En cas de contrôle et saisie de documents par l’AMF, il n’existe pas d’obligation légale pour les enquêteurs de l’AMF d’informer les personnes concernées de leurs droits de s’opposer à la remise de documents. Lorsque les enquêteurs agissent, ils ne disposent d’aucun pouvoir de contrainte à l’égard des personnes contrôlées et peuvent seulement obtenir des copies des documents communiqués, ce qui suppose le consentement non équivoque de la personne qui en fait l’objet. Dans le cadre du droit de communication exercé par l’application de ces dispositions, les enquêteurs ne peuvent procéder à aucune fouille des locaux ni se saisir eux-mêmes de documents dont ils doivent se limiter à solliciter la remise.

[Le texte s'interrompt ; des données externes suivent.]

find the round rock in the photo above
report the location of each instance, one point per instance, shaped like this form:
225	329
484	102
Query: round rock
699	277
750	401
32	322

Remise volontaire de documents

Cette remise de documents ne peut être, en tout état de cause, que volontaire. Les inspecteurs de l’AMF n’ont pas non plus l’obligation d’informer les sociétés contrôlées de leur droit de faire appel à un avocat.  Les sociétés contrôlées ne peuvent se fonder sur cette absence de notification de leurs droits pour caractériser une quelconque atteinte à une de leurs libertés fondamentales ou à leur droit de propriété et ainsi caractériser l’existence d’une voie de fait. La crainte des sanctions pénales de nature n’est pas non plus de nature à vicier leur consentement. A noter que la charte de l’enquête AMF prévoit une obligation de coopération sous peine de poursuites pour délit d’entrave prévu à l’article L 642-2 du code monétaire et financier.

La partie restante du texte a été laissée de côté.